Ramsey Lewis was just 11 years old when he first sat down with his second piano teacher, Dorothy Mendelson, and prepared to show off. Instead, Lewis was about to learn a lesson - one that would eventually make him part of jazz history.
"I was rather proud of the fact that the 88 (piano keys) were no danger to me," says Lewis, 77. "So when I went down to play for her the first time, I thought I'd dazzle her with a little (piano) footwork. She said, 'Oh, you have a lot of technique, wonderful. Now let me hear you make the piano sing.'
"And there was silence," Lewis says. "I didn't know what the hell she meant. So she sat down and played a couple bars, and it was just gorgeous."
It was Mendelson, Lewis recalls, who taught him to "think in terms of phrases" and "listen with the inner ear." He began practicing late into the evenings, learning to slow down and focus on the melody.
Now, 80 albums and three Grammy Awards later, the lessons still ring true, he says.
"Even now, with my group, you know, music is not unlike talking to people in an assembly hall," says Lewis, a recipient of the National Endowment for the Arts Jazz Masters Award. "You can take a half hour and get into details and technical stuff, and people will go to sleep. Or, you can take 5 to 10 minutes and simplify it into beautiful sentences - and people will give you a standing ovation. It's not the length of what you write. It's the meaning behind it."
Lewis will bring his Sun Goddess tour with his Electric Band to headline the inaugural Exit 0 International Jazz Festival, a three-day jazz event kicking off Friday, Nov. 9, and running through Sunday, Nov. 11.
Lewis and his band will play two shows - 7:30 and 9:30 p.m. - on the Main Stage inside Cape May Convention Hall on Saturday, Nov. 10. More than 100 internationally known musicians will be playing at various venues in Cape May over the weekend, including Philadelphia native and Grammy Award-winning jazz bassist Christian McBride and his quintet, Inside Straight.
Other confirmed artists include Captain Black Big Band, Henry Cole's Afrobeat Collective, Ben Williams & Sound Effect and DJ Soul Sister.
For the Friday and Saturday night shows at Convention Hall, the Main Stage will be set up in the style of a 500-seat jazz bistro, with table service for drinks. For the Saturday afternoon session, theater-style seating will be set up in Convention Hall.
The festival will mark the second time Lewis has played in Cape May, after appearing many years ago as a headliner with the original Cape May Jazz Festival.
Lewis, who spoke by telephone from his home in Chicago, says jazz fans can expect one thing this weekend - great music.
"I'm in heaven because I have a quintet of some young guys - well, young to me - they're in their 30s," Lewis says. "Not only are they proficient in their instruments, but they're very creative. We become one unit up there."
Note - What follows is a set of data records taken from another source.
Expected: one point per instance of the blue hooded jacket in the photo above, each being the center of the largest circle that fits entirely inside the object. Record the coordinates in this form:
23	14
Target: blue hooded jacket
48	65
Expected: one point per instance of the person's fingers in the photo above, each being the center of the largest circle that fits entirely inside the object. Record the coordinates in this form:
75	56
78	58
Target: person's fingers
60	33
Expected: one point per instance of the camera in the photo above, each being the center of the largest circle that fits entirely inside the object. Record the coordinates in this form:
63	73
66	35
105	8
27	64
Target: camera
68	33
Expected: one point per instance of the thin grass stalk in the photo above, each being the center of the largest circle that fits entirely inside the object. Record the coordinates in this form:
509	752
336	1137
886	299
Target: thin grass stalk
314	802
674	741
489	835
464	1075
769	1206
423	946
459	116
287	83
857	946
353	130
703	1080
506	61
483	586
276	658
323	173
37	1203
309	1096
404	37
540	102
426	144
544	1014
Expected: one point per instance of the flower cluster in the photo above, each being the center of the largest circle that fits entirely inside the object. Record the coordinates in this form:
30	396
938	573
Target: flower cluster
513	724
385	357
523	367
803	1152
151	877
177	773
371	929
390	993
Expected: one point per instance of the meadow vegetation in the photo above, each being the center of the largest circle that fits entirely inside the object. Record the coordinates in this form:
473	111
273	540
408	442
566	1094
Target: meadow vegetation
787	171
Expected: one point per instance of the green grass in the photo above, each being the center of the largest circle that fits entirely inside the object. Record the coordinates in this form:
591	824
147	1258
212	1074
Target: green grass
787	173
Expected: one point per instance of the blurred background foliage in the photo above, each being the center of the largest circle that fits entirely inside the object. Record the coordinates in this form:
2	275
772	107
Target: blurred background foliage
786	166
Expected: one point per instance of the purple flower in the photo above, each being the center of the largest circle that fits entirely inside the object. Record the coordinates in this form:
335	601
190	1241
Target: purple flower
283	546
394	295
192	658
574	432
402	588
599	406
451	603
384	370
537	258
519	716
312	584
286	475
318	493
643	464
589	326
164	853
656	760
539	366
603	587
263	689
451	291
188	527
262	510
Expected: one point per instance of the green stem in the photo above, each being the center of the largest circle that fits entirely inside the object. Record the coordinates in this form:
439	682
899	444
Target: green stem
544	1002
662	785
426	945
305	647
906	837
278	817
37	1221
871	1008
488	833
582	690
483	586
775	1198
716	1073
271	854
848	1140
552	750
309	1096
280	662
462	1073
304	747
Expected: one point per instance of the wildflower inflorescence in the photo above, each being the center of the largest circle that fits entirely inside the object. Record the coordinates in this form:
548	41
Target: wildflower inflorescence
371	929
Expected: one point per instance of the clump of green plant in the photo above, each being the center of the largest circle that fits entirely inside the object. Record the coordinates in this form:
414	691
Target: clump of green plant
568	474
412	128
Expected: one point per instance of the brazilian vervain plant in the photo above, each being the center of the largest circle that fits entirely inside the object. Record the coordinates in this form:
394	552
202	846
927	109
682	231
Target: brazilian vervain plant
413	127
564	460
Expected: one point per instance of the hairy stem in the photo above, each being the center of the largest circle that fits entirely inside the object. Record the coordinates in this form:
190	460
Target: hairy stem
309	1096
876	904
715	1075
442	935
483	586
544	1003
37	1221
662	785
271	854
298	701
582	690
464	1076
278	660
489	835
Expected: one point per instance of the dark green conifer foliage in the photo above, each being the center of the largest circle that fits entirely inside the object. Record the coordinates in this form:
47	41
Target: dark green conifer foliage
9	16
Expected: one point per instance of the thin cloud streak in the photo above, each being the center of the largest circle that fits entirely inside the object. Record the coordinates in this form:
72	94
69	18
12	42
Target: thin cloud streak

Lewis says he likes to take his fellow younger bandmates "on musical curves" while they're on stage performing.
"It's fun to see how they handle them," Lewis says.
One curve Lewis may throw is aimed at his percussionist Charles Heath.
"There may a time - I won't give it away - where I have the band leave the stage and see how long he can hold people's interest," Lewis says. "He's a very rhythmical player. He thinks in terms of melody ... very interesting soloist."
Lewis is known for his unique sound that allowed him to cross over several times between pop and R&B charts. Lewis is perhaps best known for his cover of Dobie Gray's hit "The In Crowd," which earned him his first gold record and a Grammy award for best jazz performance in the 1960s. He had follow-up pop hits in 1966 with versions of "Hang On Sloopy" and "Wade In The Water." His latest album, "Ramsey, Taking Another Look," was released last year.
Over the decades, Lewis says his music has matured.
"There used to be a time when I'd think too much about what I have to play," Lewis says. "I'm sure I left a lot of good ideas on the floor. Now, in my mature age, it's more fun to speak in terms of starting with a melody and see how I can develop it - turn it upside down, change keys."
In the wake of the recovery from Hurricane Sandy, Lewis knows many people who plan to attend the festival will likely still be dealing with the storm's disastrous effects.
"The amount of damage and property loss and financial loss, loss of life is astronomical," Lewis says. "It's hard to even put it into words."
Still, Lewis says he has seen how music can heal. He recalls a concert he was scheduled to play in Washington D.C. the week President John F. Kennedy was assassinated. When he was told the show would go on, he wondered what to expect.
"And you know what - everybody showed up," Lewis recalls. "People wanted a period where they didn't have to think about material loss, where they can get lost … and go someplace in their minds where they could not think about what was actually going on. So I'm looking forward to the Cape May concert quite the same."
"Although major damage in that area was avoided, people have relatives and friends up and down the coast affected," Lewis adds. "I think the couple hours they spend with me will be, I hope, well founded."